Os consumidores também devem respeito ao princípio da boa-fé que rege as relações de consumo, por mais que alguns queiram ignorar a obrigação. Por isso, não podem usar as garantias do Código de Defesa do Consumidor para tentar obter vantagem indevida.

O entendimento é da juíza Maria Fernanda de Toledo Rodovalho Podval, da 1ª Vara da Fazenda Pública de São Paulo, em decisão que livrou a loja virtual Submarino de pagar R$ 194 mil de multa por ofensa ao CDC. A decisão foi mantida nesta quarta-feira (13/8) pela 13ª Câmara de Direito Público do Tribunal de Justiça paulista.

Os desembargadores negaram recurso da Fundação de Proteção e Defesa do Consumidor (Procon), que queria reverter a sentença para garantir a aplicação da multa. O relator, Borelli Thomaz, confirmou a decisão de primeira instância salientando que houve má-fé do instituto de defesa e dos consumidores que queriam obter vantagem indevida do Submarino.

“Em nenhuma hipótese, nem em nome da proteção aos mais fracos, nem em nome de uma hipotética justiça social, nem em nome de qualquer outro princípio mais ou menos nobre, pode-se admitir que o consumidor venha a se locupletar por erro alheio”, afirmou a juíza na decisão ratificada pelo TJ-SP.

Em 2003, o Submarino enviou mensagem de e-mail a assinantes do portal iG anunciando oferta de aparelhos de DVDs com duas gavetas. Os aparelhos, que originalmente custavam R$ 1.199, podiam ser comprados por R$ 699 para pagamento a prazo e R$ 629 à vista. Por uma falha no sistema de processamento, o desconto de R$ 500 foi calculado em duplicidade, sendo o aparelho vendido por R$ 199 a prazo ou R$ 184 a vista.

O Submarino reparou o erro, mas quatro consumidores exigiram a venda dos DVDs por R$ 199. A loja virtual recusou a venda, explicando que houve um erro de sistema e que a oferta tinha sido de R$ 699, preço que o consumidor aceitou.

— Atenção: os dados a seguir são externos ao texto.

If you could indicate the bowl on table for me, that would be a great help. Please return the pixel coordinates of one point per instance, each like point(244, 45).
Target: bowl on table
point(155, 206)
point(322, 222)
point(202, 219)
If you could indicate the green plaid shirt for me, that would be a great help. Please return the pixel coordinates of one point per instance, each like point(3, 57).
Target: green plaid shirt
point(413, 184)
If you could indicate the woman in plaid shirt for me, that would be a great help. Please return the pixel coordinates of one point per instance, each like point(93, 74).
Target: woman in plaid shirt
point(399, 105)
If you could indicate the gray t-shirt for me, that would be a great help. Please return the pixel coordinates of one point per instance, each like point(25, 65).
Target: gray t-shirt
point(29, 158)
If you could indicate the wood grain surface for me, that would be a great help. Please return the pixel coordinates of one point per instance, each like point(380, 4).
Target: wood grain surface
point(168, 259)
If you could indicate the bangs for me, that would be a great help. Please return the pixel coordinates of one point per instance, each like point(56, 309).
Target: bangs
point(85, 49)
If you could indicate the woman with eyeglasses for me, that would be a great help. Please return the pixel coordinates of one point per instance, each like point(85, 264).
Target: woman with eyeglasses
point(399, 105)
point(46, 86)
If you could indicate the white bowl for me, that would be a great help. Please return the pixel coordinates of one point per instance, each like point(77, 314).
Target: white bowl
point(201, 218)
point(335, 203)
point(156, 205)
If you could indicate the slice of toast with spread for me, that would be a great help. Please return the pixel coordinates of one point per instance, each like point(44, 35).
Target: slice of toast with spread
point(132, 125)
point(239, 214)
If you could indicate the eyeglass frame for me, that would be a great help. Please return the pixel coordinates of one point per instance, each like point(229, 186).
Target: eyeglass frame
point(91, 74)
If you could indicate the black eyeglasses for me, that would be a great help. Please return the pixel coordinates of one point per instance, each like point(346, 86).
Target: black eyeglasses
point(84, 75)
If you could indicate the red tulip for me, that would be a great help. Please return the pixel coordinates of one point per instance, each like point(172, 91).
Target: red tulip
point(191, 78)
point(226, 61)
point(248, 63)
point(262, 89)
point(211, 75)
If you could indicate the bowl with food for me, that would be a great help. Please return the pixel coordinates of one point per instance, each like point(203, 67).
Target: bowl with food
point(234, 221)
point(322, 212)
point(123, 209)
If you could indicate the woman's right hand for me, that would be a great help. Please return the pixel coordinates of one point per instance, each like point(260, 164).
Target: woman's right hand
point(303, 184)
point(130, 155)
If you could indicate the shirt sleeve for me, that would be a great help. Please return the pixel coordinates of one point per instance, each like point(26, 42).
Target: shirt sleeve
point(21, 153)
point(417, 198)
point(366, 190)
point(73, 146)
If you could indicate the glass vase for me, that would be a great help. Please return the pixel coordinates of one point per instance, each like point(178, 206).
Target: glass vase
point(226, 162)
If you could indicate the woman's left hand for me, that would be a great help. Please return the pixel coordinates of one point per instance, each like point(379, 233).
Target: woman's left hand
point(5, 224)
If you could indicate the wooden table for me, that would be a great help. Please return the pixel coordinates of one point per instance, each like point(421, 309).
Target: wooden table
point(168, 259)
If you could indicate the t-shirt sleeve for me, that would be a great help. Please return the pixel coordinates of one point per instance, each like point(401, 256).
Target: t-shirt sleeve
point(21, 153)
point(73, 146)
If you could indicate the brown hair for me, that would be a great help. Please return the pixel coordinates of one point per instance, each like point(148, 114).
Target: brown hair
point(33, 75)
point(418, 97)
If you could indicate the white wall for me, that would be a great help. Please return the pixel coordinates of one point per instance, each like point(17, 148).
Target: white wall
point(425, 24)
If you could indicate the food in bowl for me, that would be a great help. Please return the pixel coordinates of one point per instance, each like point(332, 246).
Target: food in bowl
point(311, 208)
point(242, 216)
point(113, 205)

Os clientes foram até o Procon, que instaurou procedimento administrativo com o entendimento de que houve afronta ao artigo 48 do CDC (diz o artigo: “as declarações de vontade constantes de escritos particulares, recibos e pré-contratos relativos às relações de consumo vinculam o fornecedor, ensejando inclusive execução específica”) e aplicou multa de R$ 194 mil para a loja.

O Submarino perdeu administrativamente, mas a questão foi revertida na Justiça. Os advogados da loja virtual, Maria Cristina Corrêa de Carvalho Junqueira e Marco Antonio da Costa Sabino, argumentaram que o preço estampado no anúncio era claro, colocado em caracteres extensivos, mostrando as condições e formas de pagamento — condições essas que o consumidor anuiu antes de fazer a compra, aceitando a oferta.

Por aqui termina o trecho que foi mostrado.